We had a device that was not able to be managed, so we tried to delete the device and remove the profile to re-enroll. We are not allowed to remove the MDM profile, and reinstalling the profile through self enrollment fails, stating "New profile does not meet criteria to replace existing profile".
For additional info, this computer was part of a pre-stage enrollment originally.
This is one of those "gotcha" scenarios that you have to be ultra careful about. If the profile is installed via MDM and like mentioned has the Allow MDM Profile Removal option disabled, then the profile is locked after installation, and can't be removed through normal means in the OS, no matter how many sudos you throw at it. It can only be removed from the MDM that installed it in the first place. Since it sounds like you deleted the machine from your MDM/Jamf, you might be stuck with wiping and reinstalling at this stage, since I don't think you'll be able to send a remote MDM command to it to unenroll. If it's not in the console to send a command to, you might not have any other choice.
The only other possibility is maybe all profiles can be wiped when booting to Recovery and navigating to the place where they live and rm'ing the whole shebang from there. I can't say I've had a need to try that at all, and I actually forget now the exact path the profile db lives in, but I think it's in /private/var/db/ConfigurationProfiles/. But if you search around you might find it. It's worth a try that way. Might not work though.

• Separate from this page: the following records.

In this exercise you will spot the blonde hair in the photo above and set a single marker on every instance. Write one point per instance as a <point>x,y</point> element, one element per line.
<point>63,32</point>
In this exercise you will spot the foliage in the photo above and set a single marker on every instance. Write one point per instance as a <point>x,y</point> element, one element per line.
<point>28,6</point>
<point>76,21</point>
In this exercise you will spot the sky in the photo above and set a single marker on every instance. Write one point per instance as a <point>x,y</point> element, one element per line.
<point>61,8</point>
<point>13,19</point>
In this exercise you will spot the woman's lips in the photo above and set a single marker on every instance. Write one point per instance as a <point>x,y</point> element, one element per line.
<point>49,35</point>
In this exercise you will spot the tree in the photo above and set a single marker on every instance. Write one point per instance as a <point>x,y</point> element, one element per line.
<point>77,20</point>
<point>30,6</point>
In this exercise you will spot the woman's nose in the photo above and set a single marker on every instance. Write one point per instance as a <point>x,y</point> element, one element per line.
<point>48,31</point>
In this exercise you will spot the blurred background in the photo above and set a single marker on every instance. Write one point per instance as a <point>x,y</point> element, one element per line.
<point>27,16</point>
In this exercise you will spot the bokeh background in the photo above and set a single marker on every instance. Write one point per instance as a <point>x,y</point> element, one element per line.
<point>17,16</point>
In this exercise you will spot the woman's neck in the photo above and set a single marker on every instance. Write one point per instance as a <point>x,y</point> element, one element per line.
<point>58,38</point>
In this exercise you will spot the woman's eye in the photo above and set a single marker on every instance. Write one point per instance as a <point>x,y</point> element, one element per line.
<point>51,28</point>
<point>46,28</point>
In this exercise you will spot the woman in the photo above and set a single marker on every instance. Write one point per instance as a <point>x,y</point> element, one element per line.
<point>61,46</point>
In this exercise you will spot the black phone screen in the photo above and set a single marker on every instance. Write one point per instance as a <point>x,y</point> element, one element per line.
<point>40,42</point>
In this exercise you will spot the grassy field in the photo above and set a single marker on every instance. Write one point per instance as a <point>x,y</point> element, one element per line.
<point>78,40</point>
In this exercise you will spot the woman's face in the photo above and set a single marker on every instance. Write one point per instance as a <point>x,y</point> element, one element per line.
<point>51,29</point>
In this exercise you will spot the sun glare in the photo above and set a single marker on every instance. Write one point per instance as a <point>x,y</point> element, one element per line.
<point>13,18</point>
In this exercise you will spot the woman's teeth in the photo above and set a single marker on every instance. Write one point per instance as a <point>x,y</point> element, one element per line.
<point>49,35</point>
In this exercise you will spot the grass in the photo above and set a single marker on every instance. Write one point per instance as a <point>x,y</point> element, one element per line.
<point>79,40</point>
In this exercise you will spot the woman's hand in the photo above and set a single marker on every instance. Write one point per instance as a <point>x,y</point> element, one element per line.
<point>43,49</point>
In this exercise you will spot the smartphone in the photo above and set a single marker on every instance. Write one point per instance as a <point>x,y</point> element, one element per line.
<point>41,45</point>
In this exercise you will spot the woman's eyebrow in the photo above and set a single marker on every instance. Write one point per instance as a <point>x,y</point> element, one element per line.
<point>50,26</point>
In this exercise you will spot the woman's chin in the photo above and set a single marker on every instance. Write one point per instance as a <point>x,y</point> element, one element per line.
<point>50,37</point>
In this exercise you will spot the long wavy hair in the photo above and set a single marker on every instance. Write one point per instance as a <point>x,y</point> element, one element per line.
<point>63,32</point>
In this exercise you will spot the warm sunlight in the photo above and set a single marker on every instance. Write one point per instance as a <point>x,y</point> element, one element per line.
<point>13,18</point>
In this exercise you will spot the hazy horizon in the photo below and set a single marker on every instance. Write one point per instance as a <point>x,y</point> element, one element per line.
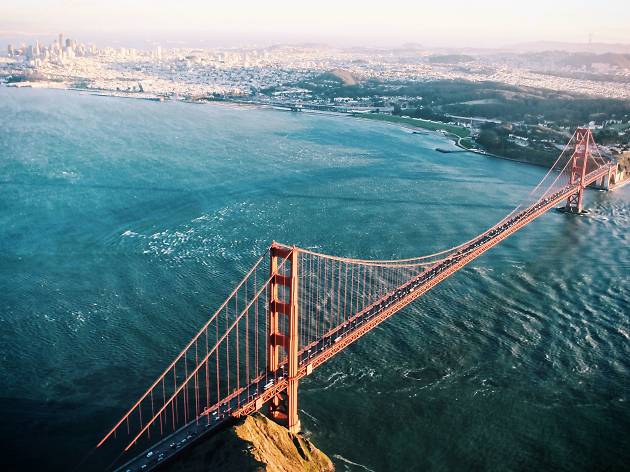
<point>487,24</point>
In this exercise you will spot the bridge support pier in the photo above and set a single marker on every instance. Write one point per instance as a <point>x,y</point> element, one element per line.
<point>283,333</point>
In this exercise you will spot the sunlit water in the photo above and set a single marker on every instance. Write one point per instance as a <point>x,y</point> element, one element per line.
<point>123,223</point>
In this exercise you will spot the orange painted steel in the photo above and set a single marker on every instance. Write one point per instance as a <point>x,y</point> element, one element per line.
<point>309,306</point>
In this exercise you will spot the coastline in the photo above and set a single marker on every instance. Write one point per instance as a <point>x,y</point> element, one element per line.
<point>455,139</point>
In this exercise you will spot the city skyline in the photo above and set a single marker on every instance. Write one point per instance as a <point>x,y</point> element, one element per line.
<point>462,24</point>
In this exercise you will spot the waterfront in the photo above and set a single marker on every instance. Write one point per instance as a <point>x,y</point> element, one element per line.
<point>125,222</point>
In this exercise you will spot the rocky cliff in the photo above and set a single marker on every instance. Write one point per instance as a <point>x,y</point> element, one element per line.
<point>255,443</point>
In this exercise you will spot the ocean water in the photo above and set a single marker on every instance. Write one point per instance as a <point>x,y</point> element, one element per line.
<point>124,223</point>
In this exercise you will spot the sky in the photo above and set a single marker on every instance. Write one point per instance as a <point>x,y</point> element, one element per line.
<point>449,23</point>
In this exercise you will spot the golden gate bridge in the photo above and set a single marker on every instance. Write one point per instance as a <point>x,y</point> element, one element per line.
<point>295,309</point>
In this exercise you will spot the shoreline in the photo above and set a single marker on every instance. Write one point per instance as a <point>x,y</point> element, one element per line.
<point>455,139</point>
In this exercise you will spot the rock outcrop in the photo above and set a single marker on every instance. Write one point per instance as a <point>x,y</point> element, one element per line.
<point>255,443</point>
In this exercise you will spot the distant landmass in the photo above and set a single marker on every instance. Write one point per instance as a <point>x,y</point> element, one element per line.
<point>596,48</point>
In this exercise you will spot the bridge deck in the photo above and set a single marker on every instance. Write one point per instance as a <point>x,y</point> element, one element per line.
<point>251,397</point>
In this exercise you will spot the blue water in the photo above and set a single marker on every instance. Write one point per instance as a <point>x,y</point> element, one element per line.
<point>123,223</point>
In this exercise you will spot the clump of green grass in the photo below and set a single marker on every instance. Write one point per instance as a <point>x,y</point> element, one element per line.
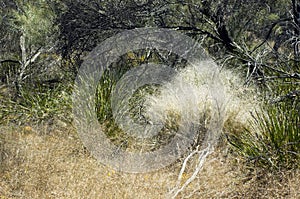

@c_archibald I had a similar situation and I was about to wipe & reinstall until someone gave me the method mentioned above to wipe only config profiles from that machine :
You need to boot into macOS recovery, make sure Macintosh HD is Mounted then from Terminal :
Sudo rm -rf /var/db/ConfigurationProfiles/Store/
restart and all profiles should be removed from the machine.
You can try this first:
sudo /usr/bin/profiles -D
If that does not work, try this:
This is what worked for me on a few machines that had locked profiles from a previous MDM. After this I was able to enroll the machine in to JAMF without the need to wipe the machine.
This method is a little different, but seems to work on Big Sur & above.
Oh, sorry I should have specified that I did have to work through something as I got a similar error.
You'll need to do a sudo -s first as I don't think it can find matches due to permissions since the account is not elevated yet (even if you put sudo in front of rm):
sudo -s /bin/rm -rf /var/db/ConfigurationProfiles/Store/*
One thing I did find afterwards for one case I did was that when I tried to re-enable SIP I encountered an issue where it asked for the Recovery Key at Recovery Mode instead of presenting accounts that can unlock the drive.
In my case this Mac, apart from having trouble processing MDM commands, had also not escrowed the Recovery Key in Jamf so I had no recovery key to enter. I had to reboot back into normal mode and create a new recovery key plus reboot a couple of times so that I could enter the recovery key it was asking for.
Creating a new recovery key:
sudo fdesetup changerecovery -personal
Thank you! Your method worked. I followed along with this guide
Remove non-removable Profiles
on and tested on a macOS Ventura laptop that was in DEP.
Had issues on someones macbook where we removed jamf via
```sudo jamf removeFramwork```
Kept getting errors thrown at us that said
"Enrolling with management server failed. Update to MDM profile contains different server URL."
I appreciate you posting this solution!